With these four strategies, any business can put their wellness program on a path to success.

You need a wellness committee. A wellness committee is a group of employees who are involved in assessing your company’s wellness needs, evaluating wellness vendors, determining a wellness strategy, and helping to execute that strategy. A wellness committee should consist of a diverse group of employees who will serve as representatives for the rest of your employees.

Give your employees a voice and leverage this committee for key wellness decisions. Developing wellness through group consensus will lead to a more successful program, better alignment with your employees’ preferences, and higher engagement.

Your wellness program needs a champion. The wellness champion is the person who is going to advocate for wellness within the walls of your company. This person believes that wellness is an essential component of company culture and is personally willing to devote time and effort to make the wellness program successful. Every organization has someone who believes in the importance of wellness and is motivated to help promote a culture of wellness. Leverage your champion’s passion, enthusiasm, and leadership to build a contagious culture of wellness.

The champion role often falls, sometimes reluctantly, on a human resources manager. The HR manager may be responsible for overseeing wellness programming and wellness strategies, but the role of internal champion doesn’t need to be restricted to the human resources department or to senior leadership. The right wellness champion will promote wellness out of pure passion and not because it’s a job responsibility.

Chief Support
Your company’s senior leadership must fully support and promote a culture of health and wellness. Senior leadership must embrace the spirit of the program and enable others to maximize their participation.

Employees must see that senior leadership views wellness as a high priority and a critical component of the company’s strategic vision. For example, company leaders can demonstrate their commitment to the program by hosting and encouraging walking meetings. Once senior leaders set the example, employees will feel more comfortable following their lead.

Senior leaders also can include wellness participation as a key performance indicator when reporting on the success of the company (e.g., quarterly bookings, profitability, etc.). This will clearly highlight the importance of wellness in a way that is visible to all employees.

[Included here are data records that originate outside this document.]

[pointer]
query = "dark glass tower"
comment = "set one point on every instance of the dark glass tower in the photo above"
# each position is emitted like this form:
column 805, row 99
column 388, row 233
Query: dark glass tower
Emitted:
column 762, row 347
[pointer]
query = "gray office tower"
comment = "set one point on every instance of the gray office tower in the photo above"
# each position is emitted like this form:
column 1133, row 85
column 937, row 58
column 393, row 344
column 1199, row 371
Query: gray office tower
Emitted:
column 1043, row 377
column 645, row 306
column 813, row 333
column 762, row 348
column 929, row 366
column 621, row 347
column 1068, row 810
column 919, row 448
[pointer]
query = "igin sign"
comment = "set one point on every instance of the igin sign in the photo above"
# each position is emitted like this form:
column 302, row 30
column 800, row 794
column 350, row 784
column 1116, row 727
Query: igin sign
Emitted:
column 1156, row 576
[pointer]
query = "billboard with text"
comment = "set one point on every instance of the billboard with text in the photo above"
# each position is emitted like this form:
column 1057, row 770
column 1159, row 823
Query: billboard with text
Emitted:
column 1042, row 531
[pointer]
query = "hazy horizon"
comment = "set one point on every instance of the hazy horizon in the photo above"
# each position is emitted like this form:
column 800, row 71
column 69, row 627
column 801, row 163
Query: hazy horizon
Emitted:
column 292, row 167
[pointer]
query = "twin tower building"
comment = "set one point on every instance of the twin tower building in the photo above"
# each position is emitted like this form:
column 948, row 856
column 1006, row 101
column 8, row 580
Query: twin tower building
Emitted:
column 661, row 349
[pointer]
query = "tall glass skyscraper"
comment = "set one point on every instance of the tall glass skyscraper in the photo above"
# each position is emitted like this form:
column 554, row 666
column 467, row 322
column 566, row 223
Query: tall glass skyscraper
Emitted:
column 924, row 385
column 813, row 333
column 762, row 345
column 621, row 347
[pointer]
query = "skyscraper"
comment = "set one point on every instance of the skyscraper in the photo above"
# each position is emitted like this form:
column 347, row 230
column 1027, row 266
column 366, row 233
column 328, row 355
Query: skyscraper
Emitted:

If your employees aren’t aware of your program AND the benefits of wellness, they aren’t going to participate. You need to communicate about wellness early and often.

Before the program begins, employees should be aware of the benefits of wellness, the specifics of how the program works, and why your company is promoting wellness. Every employee is unique so using multiple modes of communication (emails, flyers in the kitchen, etc.) achieves the best results.

Wellness communication needs to occur frequently as there are employees who may want to start participating in the middle of the program or may have missed prior communications. Keeping communication frequent ensures that employee engagement remains high; the belief that engagement will lessen as a program matures is a myth, and the primary driver for this common occurrence is poor and infrequent communication after a wellness program has been launched.